El vigués Domingo Villar es el único representante español en el mayor festival de literatura policíaca de Europa

Recién llegado de Italia, donde acudió a otro festival de novela negra, prepara ya sus maletas para viajar a Alemania. Allí Domingo Villar (Vigo, 1971) participará en el Mord am Hellweg, el festival de literatura policíaca más importante a nivel europeo. Este gallego afincado en Madrid es el único representante español en un evento en el que se celebrarán más de 200 actividades y al que acudirán unos 600 escritores de todo el mundo.

Villar participará junto con otros autores en la velada literaria del 29 de octubre, un evento destacado por la organización y en el que leerá un cuento creado especialmente para la ocasión. "Cuando estoy de promoción éste es mi ritmo de vida, pero a mí lo que me gusta es el proceso, escribir; lo de los festivales es un mal necesario", dice el autor, irónico.

Escribe sus obras en gallego y castellano de forma simultánea
"Aprovecho la suerte de tener dos lenguas, como un pintor que domina dos técnicas"

Tanto viaje tiene que ver con la promoción de su novela A praia dos afogados (2009), segunda entrega de una serie policíaca que arrancó en 2006 con la publicación de Ollos de auga. Ambas obras han sido un éxito de ventas: Ollos de auga alcanza ya la decimosexta edición en castellano y la novena en gallego, mientras que A praia dos afogados ha sido editada cuatro veces en gallego y 12 en castellano.

El vigués asume el reconocimiento que está recibiendo su obra con tranquilidad: "Yo ya llegué mayorcito a esto de la literatura, así que tengo los pies en el suelo", asegura.
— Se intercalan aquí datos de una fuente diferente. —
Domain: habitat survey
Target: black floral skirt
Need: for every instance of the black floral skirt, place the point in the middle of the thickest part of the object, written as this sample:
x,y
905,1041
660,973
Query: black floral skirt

Tampoco le molesta que lo comparen con Henning Mankell o Stieg Larsson, aunque no los considera sus principales influencias; prefiere señalar como referente a Andrea Camilleri. Y acepta que tanto éxito de ventas puede estar relacionado con el auge de la literatura policíaca, un género que, según él, ha conseguido en los últimos años pasar de la marginación al reconocimiento.

A Domingo Villar no le gustan las prisas. Se autodefine como un "maestro del incumplimiento de fechas". Por eso el proceso de creación de sus novelas es lento. Lo explica gráficamente: "Parto de una idea más o menos clara de la trama de la historia, del tronco; todo lo demás, las ramas y las hojas, van creciendo a medida que escribo". Otra de las peculiaridades de su sistema creativo es que no tiene traductor. Escribe simultáneamente en gallego y castellano, utilizando el paso de un idioma a otro para corregir los textos que va creando. Domina perfectamente las dos lenguas, a pesar de que lleva viviendo en Madrid más de 20 años. Para él no existe el conflicto lingüístico, todo lo contrario. "Tenemos suerte los que podemos desenvolvernos en dos lenguas, y yo me aprovecho de eso; igual que un pintor que domina la acuarela y el óleo y trabaja con las dos técnicas", defiende el escritor vigués.

Sus novelas son puramente gallegas, desde los protagonistas hasta el escenario, pasando por la gastronomía y las profesiones tradicionales. Leo Caldas, el inspector que protagoniza la serie, representa el prototipo de hombre del norte, sobre todo en las dificultades para dar una respuesta exacta a cada pregunta.

Caldas guarda muchas semejanzas con su creador: ambos trabajan en la radio -Villar participa en Asuntos propios, de RNE-, disfrutan de la buena comida y "los dos tenemos un padre adegueiro", añade el escritor. A pesar de los años que llevan juntos, todavía no se han cansado el uno del otro. Todo lo contrario. Para Villar, crear una serie con personajes recurrentes le ayuda. "Todos viajamos en grupo, y eso me da menos miedo que viajar solo", explica.

Quizás por eso ha pensado de nuevo en Leo Caldas para protagonizar su tercera novela, en la que ya está trabajando. Igual que las anteriores, también estará ambientada en Galicia, en esta ocasión en la ciudad de Vigo. Villar concede algunos adelantos: la trama se sitúa en la Escola de Artes e Oficios, donde sucede un asesinato que los protagonistas de la serie tendrán que resolver.

La situación del relato en el emblemático edificio de esta ciudad gallega tiene que ver con la polémica desatada después de que intentaran cerrarlo. "La Escola [de Artes e Oficios de Vigo] es una joya que no podemos perder, un universo tan vivo que en este caso esconde un asesinato en su interior", explica Domingo Villar. Y no cuenta nada más, por eso de darle intriga a la historia. Si todo sale bien, la novela estará lista para el próximo año. Siempre con las reservas de un hombre que sabe tomarse las cosas con calma.

* Este artículo apareció en la edición impresa del lunes, 25 de octubre de 2010.